During a few talks this time I happened to have been sitting near Bob, in two of the talks speakers shared their ideas about retrospectives.

Monika talked about “Gamified Retrospectives” and Mark talked about “Retrospectives, the most boring meetings ever”. Both are very passionate and excellent speakers. Their talks were enjoyable, made important observations and shared interesting ideas about novel ways of improving retrospectives. However both Bob and I felt that they were focused on doing the wrong thing righter. Bob, it turned out, has already had some more thoughts on the topic in his “Retrospectives – Wronger and Righterblog post. We followed it up with a few conversations with others who were slightly concerned about our attitude. After all retrospectives are a cornerstone of many Agile teams. The main argument of the discussions was that retrospectives should reflect on a hypothesis stated before the work has started and too often they don’t.

Another aspect that I would like to draw your attention to is that retrospectives are prone to suffer from the Hawthorne effect. Read the full Wikipedia article but the essence is that

subjects improve or modify an aspect of their behaviour being experimentally measured simply in response to the fact that they know they are being studied

In other words retrospectives may be improving the way we work simply because we run them and not because they result in meaningful improvements to the way our system of work is organised.

You might ask, whether it’s that relevant.

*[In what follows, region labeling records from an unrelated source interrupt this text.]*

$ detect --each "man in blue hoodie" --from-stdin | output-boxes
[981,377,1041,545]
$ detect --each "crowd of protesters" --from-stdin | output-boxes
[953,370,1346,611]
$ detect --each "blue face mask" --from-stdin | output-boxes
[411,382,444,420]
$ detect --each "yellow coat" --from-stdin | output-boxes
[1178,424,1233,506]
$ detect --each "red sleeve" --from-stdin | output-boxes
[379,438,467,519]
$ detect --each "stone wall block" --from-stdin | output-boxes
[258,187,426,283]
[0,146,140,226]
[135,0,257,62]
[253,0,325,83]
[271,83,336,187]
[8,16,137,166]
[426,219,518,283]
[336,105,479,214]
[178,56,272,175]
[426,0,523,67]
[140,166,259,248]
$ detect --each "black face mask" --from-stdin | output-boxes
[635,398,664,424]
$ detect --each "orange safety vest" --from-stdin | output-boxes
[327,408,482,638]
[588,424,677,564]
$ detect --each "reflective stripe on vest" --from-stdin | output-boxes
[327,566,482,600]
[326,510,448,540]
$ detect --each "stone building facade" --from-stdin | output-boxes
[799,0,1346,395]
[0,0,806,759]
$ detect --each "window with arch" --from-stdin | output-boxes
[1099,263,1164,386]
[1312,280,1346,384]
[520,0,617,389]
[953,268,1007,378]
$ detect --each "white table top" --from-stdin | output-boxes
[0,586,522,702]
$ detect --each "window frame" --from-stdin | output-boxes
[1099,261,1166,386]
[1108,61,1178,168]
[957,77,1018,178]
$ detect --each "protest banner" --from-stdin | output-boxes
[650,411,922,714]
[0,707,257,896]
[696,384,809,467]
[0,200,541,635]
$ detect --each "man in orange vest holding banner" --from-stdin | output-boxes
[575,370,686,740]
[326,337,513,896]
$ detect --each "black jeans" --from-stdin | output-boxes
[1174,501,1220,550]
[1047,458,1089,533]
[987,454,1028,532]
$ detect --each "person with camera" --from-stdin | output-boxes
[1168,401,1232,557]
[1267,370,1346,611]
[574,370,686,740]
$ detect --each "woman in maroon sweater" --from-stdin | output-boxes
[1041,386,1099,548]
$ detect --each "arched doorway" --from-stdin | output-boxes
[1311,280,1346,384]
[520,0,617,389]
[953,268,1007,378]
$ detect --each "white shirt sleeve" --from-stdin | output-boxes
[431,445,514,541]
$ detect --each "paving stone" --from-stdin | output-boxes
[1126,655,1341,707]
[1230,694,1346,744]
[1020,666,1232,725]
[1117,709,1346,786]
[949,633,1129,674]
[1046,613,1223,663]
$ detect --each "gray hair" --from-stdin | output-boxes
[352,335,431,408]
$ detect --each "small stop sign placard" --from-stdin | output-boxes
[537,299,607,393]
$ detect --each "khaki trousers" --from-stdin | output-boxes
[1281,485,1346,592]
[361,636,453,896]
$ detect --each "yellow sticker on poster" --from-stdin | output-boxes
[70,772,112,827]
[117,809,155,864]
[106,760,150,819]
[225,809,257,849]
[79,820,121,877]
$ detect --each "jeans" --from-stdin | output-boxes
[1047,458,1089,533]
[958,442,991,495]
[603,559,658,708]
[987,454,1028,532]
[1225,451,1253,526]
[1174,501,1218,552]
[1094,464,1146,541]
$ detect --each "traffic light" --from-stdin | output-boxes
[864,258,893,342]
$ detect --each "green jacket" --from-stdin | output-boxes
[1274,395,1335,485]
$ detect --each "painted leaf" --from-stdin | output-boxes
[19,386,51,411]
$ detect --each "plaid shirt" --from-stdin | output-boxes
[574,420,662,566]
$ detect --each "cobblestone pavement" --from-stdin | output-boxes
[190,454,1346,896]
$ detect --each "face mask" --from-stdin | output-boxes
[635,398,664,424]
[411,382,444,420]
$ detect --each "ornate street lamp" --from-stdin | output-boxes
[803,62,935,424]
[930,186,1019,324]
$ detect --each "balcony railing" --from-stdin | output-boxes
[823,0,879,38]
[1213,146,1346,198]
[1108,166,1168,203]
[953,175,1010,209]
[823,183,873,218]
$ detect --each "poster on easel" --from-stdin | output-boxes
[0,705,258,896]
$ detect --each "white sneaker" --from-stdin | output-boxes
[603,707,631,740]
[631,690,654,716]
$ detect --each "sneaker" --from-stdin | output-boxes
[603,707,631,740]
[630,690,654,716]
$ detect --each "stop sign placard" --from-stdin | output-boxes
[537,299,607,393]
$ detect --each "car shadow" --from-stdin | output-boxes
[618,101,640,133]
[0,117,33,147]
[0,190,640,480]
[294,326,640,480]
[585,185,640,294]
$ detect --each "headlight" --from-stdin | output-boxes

After all the team is achieving visible improvements anyway so do we need to care why? Well, we should, we should indeed and the two talks starkly brought this to my attention. They both gave many interesting and innovative ideas about how we could make our retrospectives more engaging, more motivating, different. (And, no, this summary doesn’t do justice to the two talks). So I asked myself: Why do we need to re-invent retrospectives, why do we constantly strive to turn the dial up to eleven? Perhaps that’s because the standard way of running them no longer works.

Our retrospectives are not sustainable.

The workers are being observed and they improve but as they get more used to this observation, improvements fade away so we need to keep changing the observation and experimentation to keep fuelling the Hawthorne effect and this loop eventually runs out.

Instead, let’s focus back on the loop that was always there at the heart of retrospective – the PDCA cycle. By all means, make your retrospectives fun, engaging, challenging, use the great ideas shared by Monika and Mark but make sure that you used them for validation of your hypotheses and to seek to create meaningful, objective changes to the way your work works.